Amid public outcry over China’s increasingly unsustainable levels of pollution and environmental destruction, the government is reconsidering its ‘economic growth at all cost’ strategy.
The ruling Communist Party has announced it will place more
emphasis on environmental protection when monitoring the
performance of local officials, holding them directly responsible
for excessive levels of pollution and ecological damage, Reuters
reported.
The document draws an "ecological protection red line"
under the world’s second-largest economy that would apply the
brakes on economic development in environmentally vulnerable
regions, among other major changes announced last week, including
easing the country’s one-child law.
The campaign will guide local authorities away from the pursuit
of economic growth at all costs while punishing polluters to
reverse the ecological damage done by three decades of unchecked
economic growth.
China’s phenomenal economic growth has a tendency to leave one
breathless; unfortunately, that is more of a literal statement
than some people may realize. Just this month, Chinese doctors
blamed high levels of air pollution for an eight-year-old girl
contracting lung disease - the country’s youngest person ever to acquire a disease normally
confined to the elderly.
The girl, whose name has been withheld by the authorities, lives
near a smog-choked road in the eastern province of Jiangsu, said
Xinhuanet, the website of China's official news agency.

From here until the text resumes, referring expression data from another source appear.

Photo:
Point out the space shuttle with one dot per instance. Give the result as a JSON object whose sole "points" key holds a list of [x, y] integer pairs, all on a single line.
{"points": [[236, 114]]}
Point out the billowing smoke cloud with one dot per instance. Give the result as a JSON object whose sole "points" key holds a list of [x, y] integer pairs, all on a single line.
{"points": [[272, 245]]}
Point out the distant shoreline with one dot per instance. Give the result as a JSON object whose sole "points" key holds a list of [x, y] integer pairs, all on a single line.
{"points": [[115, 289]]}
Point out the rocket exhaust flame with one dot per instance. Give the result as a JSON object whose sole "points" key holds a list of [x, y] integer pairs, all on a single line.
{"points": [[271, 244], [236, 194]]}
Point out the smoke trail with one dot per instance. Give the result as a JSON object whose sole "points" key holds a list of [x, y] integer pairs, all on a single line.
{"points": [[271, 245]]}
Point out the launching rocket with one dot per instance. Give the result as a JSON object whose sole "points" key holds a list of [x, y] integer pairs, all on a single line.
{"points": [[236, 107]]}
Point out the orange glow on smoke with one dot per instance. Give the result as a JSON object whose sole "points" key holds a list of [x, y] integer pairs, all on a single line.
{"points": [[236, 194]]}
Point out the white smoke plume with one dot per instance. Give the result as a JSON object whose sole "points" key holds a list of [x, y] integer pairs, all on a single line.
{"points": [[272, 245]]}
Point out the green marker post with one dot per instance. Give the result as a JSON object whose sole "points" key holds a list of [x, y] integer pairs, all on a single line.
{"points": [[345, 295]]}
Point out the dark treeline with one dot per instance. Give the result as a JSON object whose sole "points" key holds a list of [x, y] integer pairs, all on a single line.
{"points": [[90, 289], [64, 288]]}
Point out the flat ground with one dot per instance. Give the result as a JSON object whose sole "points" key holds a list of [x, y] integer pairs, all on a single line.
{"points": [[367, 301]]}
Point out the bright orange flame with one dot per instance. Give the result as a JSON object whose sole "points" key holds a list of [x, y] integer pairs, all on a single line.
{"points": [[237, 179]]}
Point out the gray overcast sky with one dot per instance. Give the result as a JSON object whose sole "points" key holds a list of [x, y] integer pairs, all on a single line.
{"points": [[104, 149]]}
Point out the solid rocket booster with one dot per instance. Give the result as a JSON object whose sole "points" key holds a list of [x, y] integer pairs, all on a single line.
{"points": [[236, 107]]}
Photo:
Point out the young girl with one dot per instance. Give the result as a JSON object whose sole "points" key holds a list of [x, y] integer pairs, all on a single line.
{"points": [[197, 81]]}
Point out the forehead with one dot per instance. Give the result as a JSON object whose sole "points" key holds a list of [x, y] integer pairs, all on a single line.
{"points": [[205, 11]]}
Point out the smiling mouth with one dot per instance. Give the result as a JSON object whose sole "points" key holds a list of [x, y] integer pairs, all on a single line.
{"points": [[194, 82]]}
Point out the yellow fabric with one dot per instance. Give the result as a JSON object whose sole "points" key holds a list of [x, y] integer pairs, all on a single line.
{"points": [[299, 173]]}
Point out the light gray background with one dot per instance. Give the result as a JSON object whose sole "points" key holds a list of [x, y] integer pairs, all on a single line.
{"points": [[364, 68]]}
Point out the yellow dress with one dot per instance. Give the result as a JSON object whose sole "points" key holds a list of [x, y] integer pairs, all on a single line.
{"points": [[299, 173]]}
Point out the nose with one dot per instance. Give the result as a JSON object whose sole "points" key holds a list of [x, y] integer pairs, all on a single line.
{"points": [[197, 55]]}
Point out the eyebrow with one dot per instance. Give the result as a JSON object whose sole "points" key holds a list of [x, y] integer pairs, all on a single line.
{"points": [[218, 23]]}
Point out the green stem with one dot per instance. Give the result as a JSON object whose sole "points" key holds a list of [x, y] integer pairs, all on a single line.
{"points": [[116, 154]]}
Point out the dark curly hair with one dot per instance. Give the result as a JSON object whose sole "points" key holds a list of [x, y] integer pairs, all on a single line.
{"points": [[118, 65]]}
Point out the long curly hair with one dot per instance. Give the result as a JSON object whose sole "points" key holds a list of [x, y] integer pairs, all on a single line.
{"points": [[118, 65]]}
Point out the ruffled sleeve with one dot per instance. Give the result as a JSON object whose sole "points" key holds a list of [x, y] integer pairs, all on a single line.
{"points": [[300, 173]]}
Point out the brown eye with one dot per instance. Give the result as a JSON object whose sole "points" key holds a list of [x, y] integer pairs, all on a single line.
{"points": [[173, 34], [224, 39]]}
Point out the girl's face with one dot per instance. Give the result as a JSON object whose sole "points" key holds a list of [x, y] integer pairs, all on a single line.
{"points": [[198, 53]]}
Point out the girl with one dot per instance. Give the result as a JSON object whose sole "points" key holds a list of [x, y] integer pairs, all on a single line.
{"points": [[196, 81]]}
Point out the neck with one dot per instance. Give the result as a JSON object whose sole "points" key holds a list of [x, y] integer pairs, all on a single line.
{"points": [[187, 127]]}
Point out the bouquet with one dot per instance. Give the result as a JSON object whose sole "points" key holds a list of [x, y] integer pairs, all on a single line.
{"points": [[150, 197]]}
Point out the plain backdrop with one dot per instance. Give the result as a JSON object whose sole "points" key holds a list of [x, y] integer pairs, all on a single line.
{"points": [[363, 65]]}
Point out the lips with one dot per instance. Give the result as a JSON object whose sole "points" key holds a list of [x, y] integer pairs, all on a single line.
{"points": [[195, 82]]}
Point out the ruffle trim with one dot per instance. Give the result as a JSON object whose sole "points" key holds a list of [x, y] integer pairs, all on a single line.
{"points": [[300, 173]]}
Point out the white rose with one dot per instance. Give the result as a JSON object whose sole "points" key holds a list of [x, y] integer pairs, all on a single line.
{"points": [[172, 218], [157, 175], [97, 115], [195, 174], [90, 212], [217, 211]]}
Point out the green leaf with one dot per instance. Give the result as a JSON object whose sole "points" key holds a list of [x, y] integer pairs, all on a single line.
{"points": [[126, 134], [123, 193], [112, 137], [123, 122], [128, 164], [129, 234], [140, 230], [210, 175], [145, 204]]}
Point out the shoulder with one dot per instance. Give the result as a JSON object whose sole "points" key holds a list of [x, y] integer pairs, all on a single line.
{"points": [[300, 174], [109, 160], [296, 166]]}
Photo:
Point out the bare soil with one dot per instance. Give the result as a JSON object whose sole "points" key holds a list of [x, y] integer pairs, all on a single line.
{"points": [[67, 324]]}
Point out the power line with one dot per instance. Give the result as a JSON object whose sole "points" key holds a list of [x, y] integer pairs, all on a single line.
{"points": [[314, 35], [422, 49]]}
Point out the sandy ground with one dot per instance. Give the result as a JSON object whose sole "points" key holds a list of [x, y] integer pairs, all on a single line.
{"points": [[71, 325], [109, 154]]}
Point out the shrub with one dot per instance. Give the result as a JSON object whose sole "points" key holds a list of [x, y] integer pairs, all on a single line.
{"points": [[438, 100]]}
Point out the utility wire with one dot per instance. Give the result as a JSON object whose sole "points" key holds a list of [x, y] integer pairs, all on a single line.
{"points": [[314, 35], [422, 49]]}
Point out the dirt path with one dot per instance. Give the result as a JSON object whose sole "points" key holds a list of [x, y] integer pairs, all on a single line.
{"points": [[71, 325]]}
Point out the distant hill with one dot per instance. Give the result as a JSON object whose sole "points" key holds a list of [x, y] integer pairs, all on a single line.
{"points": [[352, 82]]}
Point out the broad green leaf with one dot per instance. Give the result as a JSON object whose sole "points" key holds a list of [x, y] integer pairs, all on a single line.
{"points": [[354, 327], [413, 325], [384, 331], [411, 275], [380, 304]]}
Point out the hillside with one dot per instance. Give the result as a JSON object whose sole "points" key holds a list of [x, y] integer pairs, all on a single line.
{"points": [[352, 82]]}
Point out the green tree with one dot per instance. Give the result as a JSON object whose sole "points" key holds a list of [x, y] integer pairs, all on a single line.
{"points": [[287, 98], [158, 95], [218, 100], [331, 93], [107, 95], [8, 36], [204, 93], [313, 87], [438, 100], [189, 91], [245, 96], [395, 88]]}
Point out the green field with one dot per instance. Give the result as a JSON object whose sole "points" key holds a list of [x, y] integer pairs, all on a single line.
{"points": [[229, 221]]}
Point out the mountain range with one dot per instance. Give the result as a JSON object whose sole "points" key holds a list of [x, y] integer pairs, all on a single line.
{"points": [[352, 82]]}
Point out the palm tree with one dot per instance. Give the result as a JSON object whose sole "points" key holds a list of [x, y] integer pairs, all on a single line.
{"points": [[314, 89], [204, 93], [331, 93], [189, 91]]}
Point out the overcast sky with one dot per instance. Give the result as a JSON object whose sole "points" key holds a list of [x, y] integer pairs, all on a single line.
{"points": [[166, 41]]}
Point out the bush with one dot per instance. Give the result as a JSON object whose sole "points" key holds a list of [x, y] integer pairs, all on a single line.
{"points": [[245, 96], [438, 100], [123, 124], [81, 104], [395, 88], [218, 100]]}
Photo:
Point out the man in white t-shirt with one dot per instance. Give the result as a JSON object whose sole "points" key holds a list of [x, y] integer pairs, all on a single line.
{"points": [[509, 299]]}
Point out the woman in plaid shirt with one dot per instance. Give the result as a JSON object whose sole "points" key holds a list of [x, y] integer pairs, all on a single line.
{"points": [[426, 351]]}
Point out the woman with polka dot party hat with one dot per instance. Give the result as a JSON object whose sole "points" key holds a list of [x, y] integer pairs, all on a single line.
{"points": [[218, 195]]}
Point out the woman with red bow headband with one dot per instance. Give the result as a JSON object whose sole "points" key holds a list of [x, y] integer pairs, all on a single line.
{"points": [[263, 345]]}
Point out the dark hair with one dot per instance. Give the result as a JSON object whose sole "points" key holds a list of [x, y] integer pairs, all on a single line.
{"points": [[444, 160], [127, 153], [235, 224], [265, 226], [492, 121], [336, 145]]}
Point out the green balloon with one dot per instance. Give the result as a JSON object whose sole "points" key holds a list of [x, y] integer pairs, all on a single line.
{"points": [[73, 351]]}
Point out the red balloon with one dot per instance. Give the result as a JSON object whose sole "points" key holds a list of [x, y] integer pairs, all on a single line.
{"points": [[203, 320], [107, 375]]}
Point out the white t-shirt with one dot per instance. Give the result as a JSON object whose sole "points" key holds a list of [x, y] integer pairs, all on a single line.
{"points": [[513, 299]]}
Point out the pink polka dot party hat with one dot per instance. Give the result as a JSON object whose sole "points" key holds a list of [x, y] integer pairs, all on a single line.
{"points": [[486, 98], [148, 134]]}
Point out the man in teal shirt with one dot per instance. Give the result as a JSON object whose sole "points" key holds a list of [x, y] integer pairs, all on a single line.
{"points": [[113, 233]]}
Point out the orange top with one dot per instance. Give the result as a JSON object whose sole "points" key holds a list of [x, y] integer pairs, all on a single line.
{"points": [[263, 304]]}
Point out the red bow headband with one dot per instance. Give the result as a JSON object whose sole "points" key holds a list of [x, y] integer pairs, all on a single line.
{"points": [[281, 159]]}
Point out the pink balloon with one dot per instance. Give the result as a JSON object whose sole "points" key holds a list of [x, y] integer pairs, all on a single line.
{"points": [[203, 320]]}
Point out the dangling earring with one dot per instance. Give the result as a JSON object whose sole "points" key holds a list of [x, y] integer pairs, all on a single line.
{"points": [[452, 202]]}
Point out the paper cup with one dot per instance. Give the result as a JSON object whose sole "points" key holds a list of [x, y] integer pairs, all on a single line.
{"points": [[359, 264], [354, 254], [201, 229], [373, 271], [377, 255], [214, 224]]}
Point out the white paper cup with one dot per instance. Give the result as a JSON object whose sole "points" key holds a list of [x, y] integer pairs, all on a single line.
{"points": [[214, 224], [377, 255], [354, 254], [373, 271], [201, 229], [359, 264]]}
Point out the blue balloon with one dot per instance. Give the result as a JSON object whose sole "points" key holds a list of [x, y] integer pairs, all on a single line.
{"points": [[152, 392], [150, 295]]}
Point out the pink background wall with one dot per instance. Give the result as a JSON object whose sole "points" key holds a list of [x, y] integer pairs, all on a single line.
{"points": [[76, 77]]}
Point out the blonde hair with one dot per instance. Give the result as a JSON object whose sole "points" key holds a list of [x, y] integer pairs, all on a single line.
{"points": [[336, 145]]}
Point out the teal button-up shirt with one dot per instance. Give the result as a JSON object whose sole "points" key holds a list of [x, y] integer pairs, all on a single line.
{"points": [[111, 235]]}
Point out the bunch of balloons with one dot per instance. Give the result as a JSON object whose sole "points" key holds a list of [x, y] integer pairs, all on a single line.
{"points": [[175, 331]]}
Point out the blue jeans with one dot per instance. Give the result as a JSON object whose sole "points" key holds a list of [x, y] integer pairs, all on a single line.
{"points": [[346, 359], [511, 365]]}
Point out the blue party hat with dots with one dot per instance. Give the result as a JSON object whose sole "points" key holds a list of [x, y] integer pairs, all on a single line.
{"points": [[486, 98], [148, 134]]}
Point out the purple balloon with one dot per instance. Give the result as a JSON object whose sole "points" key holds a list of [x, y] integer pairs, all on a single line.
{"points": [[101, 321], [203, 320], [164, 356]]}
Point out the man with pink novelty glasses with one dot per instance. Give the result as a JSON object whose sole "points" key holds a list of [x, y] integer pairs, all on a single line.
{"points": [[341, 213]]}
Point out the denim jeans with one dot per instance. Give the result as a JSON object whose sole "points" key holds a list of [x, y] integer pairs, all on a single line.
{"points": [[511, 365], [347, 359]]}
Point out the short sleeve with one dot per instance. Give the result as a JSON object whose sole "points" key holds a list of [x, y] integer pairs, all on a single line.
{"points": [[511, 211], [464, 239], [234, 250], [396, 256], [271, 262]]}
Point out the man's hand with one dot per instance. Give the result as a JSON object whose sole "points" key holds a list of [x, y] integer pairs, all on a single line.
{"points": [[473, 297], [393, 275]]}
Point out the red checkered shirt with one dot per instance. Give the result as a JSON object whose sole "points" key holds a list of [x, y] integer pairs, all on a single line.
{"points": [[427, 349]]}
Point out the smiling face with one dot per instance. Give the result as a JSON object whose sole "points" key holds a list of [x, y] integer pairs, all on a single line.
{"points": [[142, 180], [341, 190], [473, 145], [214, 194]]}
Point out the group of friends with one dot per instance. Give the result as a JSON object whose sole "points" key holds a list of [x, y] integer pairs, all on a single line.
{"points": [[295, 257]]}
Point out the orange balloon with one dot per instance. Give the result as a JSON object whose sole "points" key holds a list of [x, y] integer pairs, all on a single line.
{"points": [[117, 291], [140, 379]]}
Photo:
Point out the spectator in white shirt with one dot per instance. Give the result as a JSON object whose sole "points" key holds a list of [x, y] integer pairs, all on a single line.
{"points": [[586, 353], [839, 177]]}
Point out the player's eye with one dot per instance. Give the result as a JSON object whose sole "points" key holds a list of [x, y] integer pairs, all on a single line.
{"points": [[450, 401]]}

It is not just air quality that concerns the Communist Party. As
public opinion reaches boiling point over dangerous smog,
contaminated soil and poisoned water supplies, China is worried
the problems may eventually lead to social instability.
The new policy document said China would "correct the bias
towards assessing [officials] on the speed of economic growth and
increase the weight placed on other indicators such as resource
use, environmental damage, ecological benefits, industrial
overcapacity, scientific innovation, work safety and newly-added
debt."
Although Beijing already assesses local authorities on the way
they handle the environment, the economy is king.
"Before, they were just using environmental protection as
another way of generating economic growth and even if something
causes a great deal of immediate environmental damage, they would
still consider the short-term economic benefits," Zhou Lei at
Nanjing University, who studies the impact of industry on the
environment, told Reuters.
The campaign will also make adaptations to the country's
environmental protection laws, which are expected to be published
soon and will give environmental agencies new powers to punish
polluters, as well as improve the way the Chinese government
monitors the situation across the country.
Zhou, however, believes the new rules do not go far enough.
"In my opinion, it is typical Chinese lip service and should
not be treated seriously," he said. "What will really
solve the current environmental degradation is to systematically
re-appraise all the problematic projects and let justice be
served regarding all the perpetrators."